Hope any of this is useful, and sorry there's no easy answer here... My feeling is that this is largely because tools developed back in the day didn't have current data sizes in mind. Similarly, the scRNA-seq field has changed a lot, so that file formats and analysis tools are catching up with data demands continuously. Your data sounds like it's pretty high up there.

[ocastells]

Hi Helena, Thank you so much for your feedback here! There is no easy answer when file number escalates so much but you brought up very interesting threads to look into.

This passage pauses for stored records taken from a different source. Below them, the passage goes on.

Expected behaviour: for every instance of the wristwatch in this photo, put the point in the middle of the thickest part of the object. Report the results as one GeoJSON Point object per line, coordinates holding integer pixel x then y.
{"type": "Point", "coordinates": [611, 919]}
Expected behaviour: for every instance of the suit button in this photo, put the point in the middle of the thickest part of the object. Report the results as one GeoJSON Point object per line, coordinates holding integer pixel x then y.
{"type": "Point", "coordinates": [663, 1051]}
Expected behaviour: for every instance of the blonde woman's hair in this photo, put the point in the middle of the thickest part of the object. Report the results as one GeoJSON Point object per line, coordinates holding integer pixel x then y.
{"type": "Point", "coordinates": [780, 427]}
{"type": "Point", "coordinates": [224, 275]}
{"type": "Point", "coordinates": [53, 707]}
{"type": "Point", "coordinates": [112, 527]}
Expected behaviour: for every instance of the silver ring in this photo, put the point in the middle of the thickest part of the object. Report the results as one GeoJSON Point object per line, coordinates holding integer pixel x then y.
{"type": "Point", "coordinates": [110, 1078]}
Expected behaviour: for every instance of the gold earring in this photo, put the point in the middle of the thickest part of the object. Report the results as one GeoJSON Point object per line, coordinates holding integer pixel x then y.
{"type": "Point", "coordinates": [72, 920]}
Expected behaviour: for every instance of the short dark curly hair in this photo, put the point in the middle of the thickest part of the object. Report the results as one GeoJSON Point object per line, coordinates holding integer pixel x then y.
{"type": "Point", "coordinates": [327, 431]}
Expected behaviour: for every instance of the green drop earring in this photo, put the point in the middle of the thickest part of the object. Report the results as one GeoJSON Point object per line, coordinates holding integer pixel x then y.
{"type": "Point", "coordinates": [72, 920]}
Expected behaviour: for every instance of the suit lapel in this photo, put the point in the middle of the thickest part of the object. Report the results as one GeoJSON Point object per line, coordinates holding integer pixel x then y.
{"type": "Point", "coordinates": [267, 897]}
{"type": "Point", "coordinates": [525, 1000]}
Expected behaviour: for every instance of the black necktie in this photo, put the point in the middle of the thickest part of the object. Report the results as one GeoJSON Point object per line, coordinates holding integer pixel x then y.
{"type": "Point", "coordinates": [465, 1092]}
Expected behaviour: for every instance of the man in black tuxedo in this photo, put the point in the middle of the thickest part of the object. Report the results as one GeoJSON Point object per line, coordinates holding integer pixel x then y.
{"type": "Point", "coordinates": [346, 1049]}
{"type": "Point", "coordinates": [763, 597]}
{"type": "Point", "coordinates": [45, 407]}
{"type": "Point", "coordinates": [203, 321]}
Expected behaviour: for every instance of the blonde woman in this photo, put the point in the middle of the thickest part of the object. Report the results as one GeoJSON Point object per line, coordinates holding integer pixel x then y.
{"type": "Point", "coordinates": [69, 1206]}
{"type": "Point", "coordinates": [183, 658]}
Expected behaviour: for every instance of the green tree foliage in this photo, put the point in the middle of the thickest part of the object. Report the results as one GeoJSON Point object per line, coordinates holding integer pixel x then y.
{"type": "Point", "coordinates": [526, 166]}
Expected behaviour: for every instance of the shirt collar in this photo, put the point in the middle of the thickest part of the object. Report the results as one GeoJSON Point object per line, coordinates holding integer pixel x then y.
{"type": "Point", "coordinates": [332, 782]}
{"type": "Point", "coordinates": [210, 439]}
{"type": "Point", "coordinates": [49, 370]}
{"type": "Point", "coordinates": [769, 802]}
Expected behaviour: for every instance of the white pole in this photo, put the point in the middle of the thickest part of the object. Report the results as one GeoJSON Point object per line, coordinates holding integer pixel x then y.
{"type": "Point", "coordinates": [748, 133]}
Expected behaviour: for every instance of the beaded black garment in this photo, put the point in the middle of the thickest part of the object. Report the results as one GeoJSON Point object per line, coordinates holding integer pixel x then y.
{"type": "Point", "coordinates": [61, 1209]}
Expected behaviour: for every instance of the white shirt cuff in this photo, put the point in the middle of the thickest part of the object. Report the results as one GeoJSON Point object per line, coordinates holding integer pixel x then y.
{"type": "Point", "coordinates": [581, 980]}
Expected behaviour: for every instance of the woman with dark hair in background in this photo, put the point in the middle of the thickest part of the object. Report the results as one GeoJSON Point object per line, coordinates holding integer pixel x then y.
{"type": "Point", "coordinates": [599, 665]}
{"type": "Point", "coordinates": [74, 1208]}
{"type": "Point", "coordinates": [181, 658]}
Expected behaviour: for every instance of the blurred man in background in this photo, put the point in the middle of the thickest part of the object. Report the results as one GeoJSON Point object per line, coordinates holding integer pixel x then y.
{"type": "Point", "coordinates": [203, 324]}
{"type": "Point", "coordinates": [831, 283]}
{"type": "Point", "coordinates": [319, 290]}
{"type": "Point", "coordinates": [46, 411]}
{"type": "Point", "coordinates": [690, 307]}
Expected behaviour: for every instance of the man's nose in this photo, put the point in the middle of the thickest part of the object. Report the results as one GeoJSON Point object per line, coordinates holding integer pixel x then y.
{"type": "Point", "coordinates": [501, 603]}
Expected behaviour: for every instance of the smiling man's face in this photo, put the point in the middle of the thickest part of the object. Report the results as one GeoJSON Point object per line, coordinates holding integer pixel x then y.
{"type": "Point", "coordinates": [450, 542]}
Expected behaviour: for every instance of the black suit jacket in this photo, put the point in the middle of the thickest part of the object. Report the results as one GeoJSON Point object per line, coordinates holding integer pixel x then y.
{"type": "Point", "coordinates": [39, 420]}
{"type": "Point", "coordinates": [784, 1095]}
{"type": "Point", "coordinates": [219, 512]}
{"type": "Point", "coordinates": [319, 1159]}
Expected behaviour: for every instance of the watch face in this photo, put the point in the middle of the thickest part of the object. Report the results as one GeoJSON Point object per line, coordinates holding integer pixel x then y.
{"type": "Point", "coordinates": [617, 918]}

I think the DelayedMatrix is a nice way to move forward, I will investigate the HDF5Array (ncdfFlow may be the most straight-forward way to do so). Efficient use of memory was the main purpose of my issue here, so thanks again!

[SamGG]

Hi,

which.lines is not the solution to go as "Be aware the potential slow read (especially for the large size of random sampling) due to the frequent disk seek operations.". It's nice when the FCS file does not fit in the memory, which has never be the case IMHO. I prefer to read the whole FCS into a flowframe, downsample and remove the flowframe.

ncdf/HDF is nice to handle/access objects bigger than the real memory (RAM), but I don't see how to achieve an efficient SOM or UMAP without the effective dataset in RAM.

IMHO, you should better think about the next step: how many cells will you put in the SOM and UMAP steps?